La réalité de cette année montre que de nombreux élèves de 12e année n'accordent plus d'importance à l'objectif d'entrer à l'université. Ils choisissent d'étudier dans des collèges professionnels, des secteurs de l'ingénierie, des services ou de la technologie, peuvent participer au marché du travail tôt, avec un revenu stable. De nombreux cas sont "commandés" par des entreprises dès l'école, ce qui contribue à réduire considérablement le risque de chômage après l'obtention du diplôme.
Ce changement des apprenants découle des besoins réels du marché du travail lui-même. Alors que les entreprises ont de plus en plus besoin de travailleurs ayant des compétences pratiques, capables de travailler immédiatement, les programmes de formation lourds de théorie, éloignés de la réalité, révèlent progressivement des limites. Pendant ce temps, les professions techniques telles que la mécanique, l'électricité - l'électronique, la logistique ou les services ouvrent des opportunités d'emploi plus claires, avec des revenus compétitifs.
Lorsque la porte du choix s'ouvre de plus en plus, le problème important est la sortie des écoles. Si les programmes de formation sont lentement renouvelés et ne suivent pas les besoins du marché, même si les enseignants et les élèves étudient en profondeur, il sera toujours difficile de trouver un emploi approprié. Inversement, les établissements de formation étroitement liés aux entreprises, mettant à jour les nouvelles technologies et renforçant la pratique deviendront des destinations attrayantes, attirant les étudiants.
Cela oblige les écoles à revenir à une "vérité" qui a été mentionnée pendant des décennies mais qui n'a pas été beaucoup mise en œuvre, à savoir que les écoles ne peuvent pas continuer à enseigner ce qu'elles ont, mais sont obligées d'enseigner ce dont le marché a besoin.
Enseigner ce dont le marché a besoin n'est pas seulement compléter, ouvrir quelques codes de filières "en vogue". Mais cela doit aller de pair avec un changement de méthode de formation, de "enseigner - copier" à "faire - expérimenter", de l'évaluation par notes à l'évaluation par compétences réelles.
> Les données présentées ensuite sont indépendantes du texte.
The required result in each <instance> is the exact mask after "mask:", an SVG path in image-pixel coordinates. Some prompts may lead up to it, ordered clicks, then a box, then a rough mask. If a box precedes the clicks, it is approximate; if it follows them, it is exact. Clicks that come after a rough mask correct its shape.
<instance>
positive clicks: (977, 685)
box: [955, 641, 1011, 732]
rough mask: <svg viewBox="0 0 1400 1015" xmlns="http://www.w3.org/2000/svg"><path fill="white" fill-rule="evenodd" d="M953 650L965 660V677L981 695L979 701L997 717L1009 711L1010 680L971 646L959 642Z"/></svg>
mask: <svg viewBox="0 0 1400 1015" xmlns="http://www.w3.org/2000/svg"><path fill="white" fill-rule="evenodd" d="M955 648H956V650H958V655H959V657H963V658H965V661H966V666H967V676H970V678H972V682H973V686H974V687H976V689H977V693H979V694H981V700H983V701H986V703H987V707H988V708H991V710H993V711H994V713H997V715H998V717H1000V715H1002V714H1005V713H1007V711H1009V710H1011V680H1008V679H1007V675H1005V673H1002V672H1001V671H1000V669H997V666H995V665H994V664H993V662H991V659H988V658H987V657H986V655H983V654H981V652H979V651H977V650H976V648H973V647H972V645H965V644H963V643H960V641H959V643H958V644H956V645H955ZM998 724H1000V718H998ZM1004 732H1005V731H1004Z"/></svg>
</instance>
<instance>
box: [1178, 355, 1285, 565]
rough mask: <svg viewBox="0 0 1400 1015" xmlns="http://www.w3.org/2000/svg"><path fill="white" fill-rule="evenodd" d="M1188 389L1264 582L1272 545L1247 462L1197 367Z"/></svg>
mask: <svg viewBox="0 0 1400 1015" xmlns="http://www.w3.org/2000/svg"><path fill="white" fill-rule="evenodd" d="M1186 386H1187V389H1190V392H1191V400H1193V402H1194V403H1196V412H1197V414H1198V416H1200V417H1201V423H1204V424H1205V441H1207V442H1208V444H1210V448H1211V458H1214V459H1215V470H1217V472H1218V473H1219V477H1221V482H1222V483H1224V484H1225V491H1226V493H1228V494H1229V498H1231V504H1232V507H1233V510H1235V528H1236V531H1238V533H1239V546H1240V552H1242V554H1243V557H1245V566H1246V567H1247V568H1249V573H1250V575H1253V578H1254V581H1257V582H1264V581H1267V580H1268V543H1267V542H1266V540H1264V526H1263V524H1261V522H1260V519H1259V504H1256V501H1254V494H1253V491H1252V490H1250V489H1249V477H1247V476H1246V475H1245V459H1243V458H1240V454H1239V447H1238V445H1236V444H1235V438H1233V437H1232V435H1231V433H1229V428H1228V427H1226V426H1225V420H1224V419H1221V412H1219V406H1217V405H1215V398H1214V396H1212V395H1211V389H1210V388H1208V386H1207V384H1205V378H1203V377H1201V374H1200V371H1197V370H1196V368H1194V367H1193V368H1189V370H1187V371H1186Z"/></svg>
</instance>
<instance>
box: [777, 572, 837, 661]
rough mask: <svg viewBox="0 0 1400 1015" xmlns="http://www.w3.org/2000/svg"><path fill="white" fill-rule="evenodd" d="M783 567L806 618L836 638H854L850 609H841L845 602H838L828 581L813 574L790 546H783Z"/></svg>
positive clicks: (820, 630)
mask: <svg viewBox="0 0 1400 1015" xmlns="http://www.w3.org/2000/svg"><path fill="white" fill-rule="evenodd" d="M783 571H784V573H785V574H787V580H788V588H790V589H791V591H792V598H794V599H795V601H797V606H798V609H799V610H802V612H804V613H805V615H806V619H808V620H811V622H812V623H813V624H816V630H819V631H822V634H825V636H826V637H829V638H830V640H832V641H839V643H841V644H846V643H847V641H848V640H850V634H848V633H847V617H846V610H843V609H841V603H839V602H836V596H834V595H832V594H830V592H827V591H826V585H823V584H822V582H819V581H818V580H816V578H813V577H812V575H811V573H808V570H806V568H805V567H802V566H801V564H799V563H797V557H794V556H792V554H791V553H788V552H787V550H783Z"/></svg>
Si l'on ne complète que de nouveaux noms mais que la méthode d'enseignement est toujours la même, lourde de théorie, manquant d'expérience pratique, alors la nouvelle filière deviendra également rapidement obsolète.
Dans le contexte de la technologie, en particulier de l'intelligence artificielle, qui change rapidement la façon de travailler dans de nombreux domaines, cette exigence devient de plus en plus urgente. Les apprenants n'ont pas seulement besoin de compétences professionnelles, mais doivent également être capables de s'adapter, de mettre à jour leurs connaissances en permanence et d'utiliser la technologie pour améliorer l'efficacité du travail.
On peut constater que l'éducation entre dans une phase de mouvement où les apprenants deviennent plus réalistes et plus proactifs dans le choix d'une profession. Les entreprises, quant à elles, exigent des compétences et des capacités plus élevées.
Sans innovation, les apprenants ne viendront pas, voire partiront. En innovant dans la bonne direction, les établissements de formation peuvent non seulement répondre aux besoins immédiats, mais aussi "prendre des raccourcis", en préparant des ressources humaines pour répondre aux exigences du marché à l'avenir.